5 Key Factors for Enterprise Technology Buying Decisions

Understand Your Needs Before You Leap

Often companies want to purchase the latest and greatest automation tool because of industry buzz, without fully determining if it is the best possible long term solution for their business.

Whether you are choosing a new ERP, CRM or enterprise content management system, enterprise level technology buying decisions are crucial to your business.

Making the right technology purchase can make or break your company’s success for this year and beyond.

When evaluating a large scale or enterprise wide technology “buy” decision consider these five key factors.

What is the Total Cost of Ownership?

Total cost of ownership (TCO) is the first thing to consider when making a buying decision. If the TCO is greater than the budget assigned to it, you’ll encounter financial challenges.

TCO takes into consideration all up-front, as well as on-going costs (such as maintenance, upgrades, training and so on), for the period of time for which you are measuring the ROI.

The technology should come with a reliable and responsive support system to prevent or minimize additional costs down the road.

The cost of automating new technology is especially important to consider if the return on investment (ROI) is not measured in real dollars, but rather in more intangible benefits.

What is Your Expected Return on Investment?

While the return on investment (ROI) can be difficult to predict, it is critically important to have specific measurements in place prior to—or at the time—the technology is installed and integrated.
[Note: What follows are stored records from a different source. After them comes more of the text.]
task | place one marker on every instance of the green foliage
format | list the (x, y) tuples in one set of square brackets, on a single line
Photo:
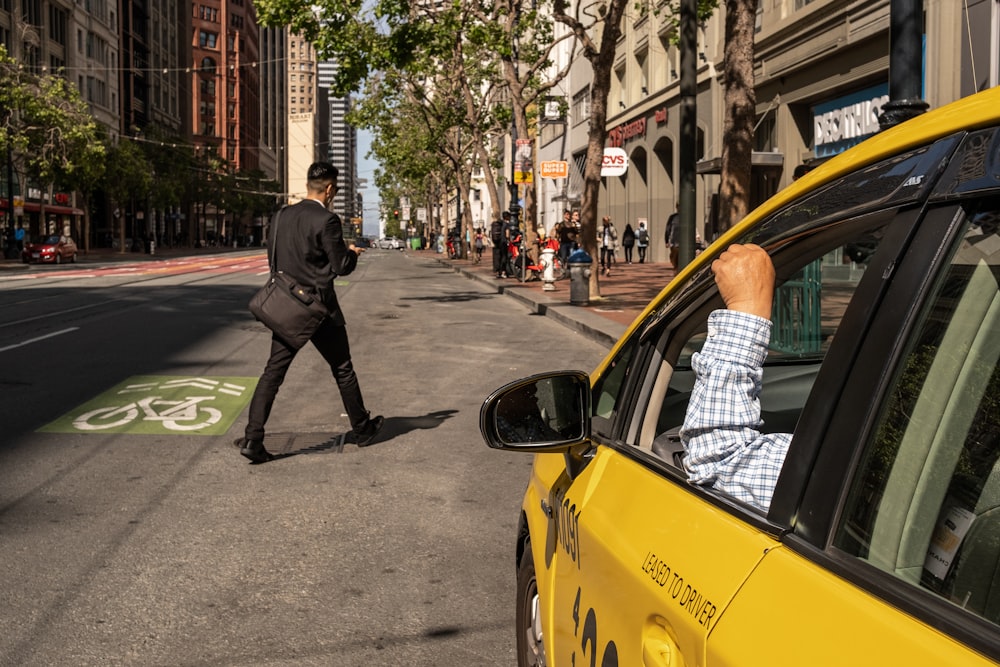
[(48, 126), (128, 174)]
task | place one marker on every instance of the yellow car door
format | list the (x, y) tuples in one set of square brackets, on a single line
[(645, 571)]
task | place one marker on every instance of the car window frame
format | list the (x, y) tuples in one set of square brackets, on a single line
[(835, 469), (692, 304)]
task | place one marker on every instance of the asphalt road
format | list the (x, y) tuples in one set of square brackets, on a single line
[(133, 533)]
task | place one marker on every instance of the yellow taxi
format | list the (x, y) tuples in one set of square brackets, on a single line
[(881, 545)]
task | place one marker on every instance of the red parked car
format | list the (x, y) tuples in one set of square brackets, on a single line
[(53, 248)]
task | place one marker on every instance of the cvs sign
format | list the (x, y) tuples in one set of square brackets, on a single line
[(615, 162)]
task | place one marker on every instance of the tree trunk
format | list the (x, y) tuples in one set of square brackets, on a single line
[(740, 101), (601, 62)]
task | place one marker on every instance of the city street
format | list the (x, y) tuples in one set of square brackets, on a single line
[(133, 533)]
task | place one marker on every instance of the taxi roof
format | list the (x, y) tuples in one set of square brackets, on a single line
[(979, 110)]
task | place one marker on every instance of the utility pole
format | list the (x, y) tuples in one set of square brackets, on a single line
[(688, 145), (905, 60)]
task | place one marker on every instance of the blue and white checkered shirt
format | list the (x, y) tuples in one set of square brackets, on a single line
[(724, 448)]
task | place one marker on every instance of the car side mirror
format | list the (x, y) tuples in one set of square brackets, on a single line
[(549, 412)]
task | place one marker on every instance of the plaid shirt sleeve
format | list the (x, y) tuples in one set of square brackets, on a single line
[(725, 449)]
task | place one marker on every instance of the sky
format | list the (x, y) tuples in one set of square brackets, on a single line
[(366, 170)]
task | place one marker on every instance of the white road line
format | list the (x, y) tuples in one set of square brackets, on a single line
[(35, 340), (61, 312)]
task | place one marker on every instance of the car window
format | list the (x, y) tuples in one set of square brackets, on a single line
[(816, 279), (925, 505), (607, 391)]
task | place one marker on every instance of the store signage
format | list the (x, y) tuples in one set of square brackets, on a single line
[(554, 169), (636, 128), (846, 121), (615, 162), (522, 162)]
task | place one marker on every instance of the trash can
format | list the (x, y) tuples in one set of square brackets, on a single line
[(579, 277)]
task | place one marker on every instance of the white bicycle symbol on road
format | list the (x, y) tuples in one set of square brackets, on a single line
[(186, 415)]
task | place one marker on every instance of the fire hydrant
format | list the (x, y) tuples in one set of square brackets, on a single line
[(548, 262)]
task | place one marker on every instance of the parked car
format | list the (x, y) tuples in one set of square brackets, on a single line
[(881, 545), (53, 248)]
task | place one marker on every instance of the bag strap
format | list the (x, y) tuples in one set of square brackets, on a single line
[(274, 244)]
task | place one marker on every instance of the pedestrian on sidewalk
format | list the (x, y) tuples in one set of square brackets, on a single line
[(671, 238), (311, 250), (499, 247), (564, 234), (480, 244), (642, 240), (628, 241), (608, 242)]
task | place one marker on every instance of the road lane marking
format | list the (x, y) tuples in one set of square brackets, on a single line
[(55, 314), (161, 405), (35, 340)]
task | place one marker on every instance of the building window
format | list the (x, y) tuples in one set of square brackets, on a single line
[(642, 62), (57, 25), (207, 39)]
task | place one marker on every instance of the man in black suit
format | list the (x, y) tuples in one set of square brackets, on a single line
[(310, 248)]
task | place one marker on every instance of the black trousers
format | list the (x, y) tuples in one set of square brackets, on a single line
[(499, 259), (331, 341)]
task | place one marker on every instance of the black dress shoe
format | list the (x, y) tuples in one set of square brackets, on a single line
[(366, 436), (254, 450)]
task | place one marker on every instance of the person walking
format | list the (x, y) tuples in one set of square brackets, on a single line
[(480, 244), (608, 241), (628, 242), (642, 240), (309, 246), (499, 248), (671, 238)]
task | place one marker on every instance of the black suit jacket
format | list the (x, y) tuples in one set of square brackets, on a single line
[(310, 248)]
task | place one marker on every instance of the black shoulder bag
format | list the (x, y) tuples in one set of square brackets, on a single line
[(289, 310)]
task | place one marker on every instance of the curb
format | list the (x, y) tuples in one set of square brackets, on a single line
[(596, 328)]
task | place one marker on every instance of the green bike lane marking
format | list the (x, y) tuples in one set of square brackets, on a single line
[(161, 405)]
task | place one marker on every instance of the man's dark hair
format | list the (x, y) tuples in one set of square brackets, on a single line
[(320, 175)]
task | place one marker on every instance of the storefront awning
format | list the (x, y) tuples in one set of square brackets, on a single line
[(759, 159)]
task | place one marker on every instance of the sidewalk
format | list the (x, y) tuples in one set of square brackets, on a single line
[(624, 294)]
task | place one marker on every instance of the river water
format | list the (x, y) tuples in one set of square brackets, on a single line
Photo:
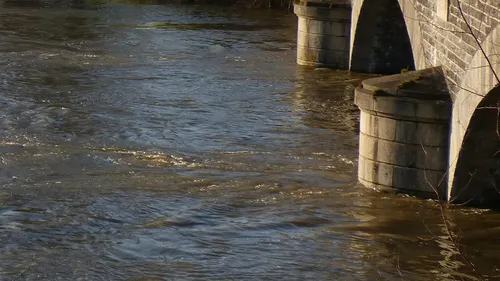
[(167, 142)]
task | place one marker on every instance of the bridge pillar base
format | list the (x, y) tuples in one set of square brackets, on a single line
[(404, 133), (323, 35)]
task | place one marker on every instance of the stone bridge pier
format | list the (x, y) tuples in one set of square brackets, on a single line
[(444, 60)]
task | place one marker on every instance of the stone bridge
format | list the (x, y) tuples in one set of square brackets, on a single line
[(460, 38)]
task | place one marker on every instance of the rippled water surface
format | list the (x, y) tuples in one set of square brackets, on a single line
[(166, 142)]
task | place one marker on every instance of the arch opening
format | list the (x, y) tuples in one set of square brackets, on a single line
[(381, 44), (477, 174)]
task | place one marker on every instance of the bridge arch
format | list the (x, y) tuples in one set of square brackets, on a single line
[(385, 36), (474, 172)]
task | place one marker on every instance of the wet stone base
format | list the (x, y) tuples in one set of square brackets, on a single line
[(404, 131)]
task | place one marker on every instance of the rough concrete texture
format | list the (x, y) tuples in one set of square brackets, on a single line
[(446, 33), (404, 132), (323, 34)]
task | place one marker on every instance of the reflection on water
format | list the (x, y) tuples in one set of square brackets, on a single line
[(144, 142)]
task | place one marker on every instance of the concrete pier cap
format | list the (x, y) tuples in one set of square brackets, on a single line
[(404, 133), (323, 35)]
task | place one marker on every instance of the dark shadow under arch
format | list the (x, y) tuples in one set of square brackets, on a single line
[(477, 174), (382, 44)]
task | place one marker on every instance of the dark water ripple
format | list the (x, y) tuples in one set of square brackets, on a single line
[(164, 142)]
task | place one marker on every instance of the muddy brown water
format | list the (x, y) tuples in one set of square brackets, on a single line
[(167, 142)]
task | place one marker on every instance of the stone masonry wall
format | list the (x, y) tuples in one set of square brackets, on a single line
[(447, 41)]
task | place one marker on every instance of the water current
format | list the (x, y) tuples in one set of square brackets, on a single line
[(182, 142)]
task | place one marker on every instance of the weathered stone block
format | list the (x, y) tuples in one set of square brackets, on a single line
[(403, 139), (323, 34)]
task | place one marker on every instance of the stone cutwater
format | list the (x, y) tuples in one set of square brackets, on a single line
[(404, 132), (323, 33)]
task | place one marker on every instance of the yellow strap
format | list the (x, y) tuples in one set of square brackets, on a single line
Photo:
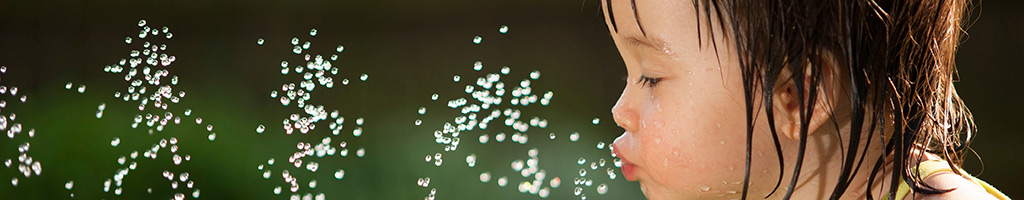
[(930, 167)]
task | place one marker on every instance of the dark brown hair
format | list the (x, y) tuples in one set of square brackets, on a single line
[(898, 57)]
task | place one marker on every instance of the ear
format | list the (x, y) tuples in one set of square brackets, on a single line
[(786, 105)]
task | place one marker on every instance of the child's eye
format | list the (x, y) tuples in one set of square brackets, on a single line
[(647, 81)]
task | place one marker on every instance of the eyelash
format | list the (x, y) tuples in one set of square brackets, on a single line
[(648, 82)]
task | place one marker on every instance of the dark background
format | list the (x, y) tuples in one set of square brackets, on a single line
[(410, 49)]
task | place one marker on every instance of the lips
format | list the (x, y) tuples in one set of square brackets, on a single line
[(628, 167)]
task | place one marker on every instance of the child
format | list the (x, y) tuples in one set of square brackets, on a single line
[(793, 99)]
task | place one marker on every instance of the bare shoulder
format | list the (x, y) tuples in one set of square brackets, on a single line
[(963, 188)]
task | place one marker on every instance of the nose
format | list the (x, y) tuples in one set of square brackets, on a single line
[(625, 112)]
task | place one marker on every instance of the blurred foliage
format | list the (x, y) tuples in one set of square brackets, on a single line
[(411, 49)]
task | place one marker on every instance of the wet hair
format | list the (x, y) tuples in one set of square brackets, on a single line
[(898, 58)]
You will also need to finalize agreed upon expense reduction or efficiency expectations for the new technology and over what period you plan to meet those milestones.

ROI is not always immediately quantifiable; however, the best approach is to plan for that in an effort to protect valuable business assets.

While many factors affect ROI, tracking and adjusting along the way helps you to confidently measure the benefits gained from implementing the technology you select.

How Does Your Company Culture Adapt to Change?

It is vital that all the key stakeholders who will use technology be involved in the decision making process.

Involving key stakeholders and getting support early in the process helps to ensure that there will not be any major cultural issues that could impede the success of your project.

Issues could include technical skill level required, ease of use and the actual time involved to perform functions the old way versus the proposed new way.

With the trend towards mobile and remote employees, companies are investing heavily in mobile and web applications, which has led to an additional focus on securing identity management and personal devices. And with new technology often comes new technology policies.

Do You Have a Good Relationship With the Vendor?

The relationship with the vendor is a key factor in the success of your project. If you can’t communicate openly with your vendor, or if they don’t react quickly to your needs, your project can suffer as a result.

Do you have a previous relationship with the vendor? Have they worked with organizations of your size and in your industry successfully in the past? Do they have the resources to address your organization’s implementation plan?

You will be working closely with the vendor so it is important that they are able to provide “all” the services required for success.

Is the New Technology Scalable?

New technology is a big investment for your company and it is important not only to consider the immediate needs of your organization but future needs as well. Will the technology scale? Will it grow as your company grows or as your needs change? Will it adapt to newer technologies and products?

Thinking about these questions up front will help you prepare for the future.

Cloud based options are growing fast. According to SailPoint, 63% of companies are now requiring IT decision-makers to consider cloud services when adding new software.

The vendor must evolve as well to suit the changing needs of your business. Make sure you carefully evaluate vendor capabilities.

Conclusion

Now that you’ve measured the TCO, ROI, and determined that the technology acquisition is culturally acceptable, you’re now ready to execute your purchase.

No doubt there are plenty of choices, and making the right choice may seem daunting. There are many resources available to help you with the choice such as regional or state associations, recommendations from industry peers, and user groups.

Organizations realize now more than ever that technology is integral to business planning and strategy, and leveraging mobile applications and creating efficiencies through cloud services will be huge. By considering these key factors and applying your own industry expertise, you will ensure that you’re choosing the right enterprise software technology for your business.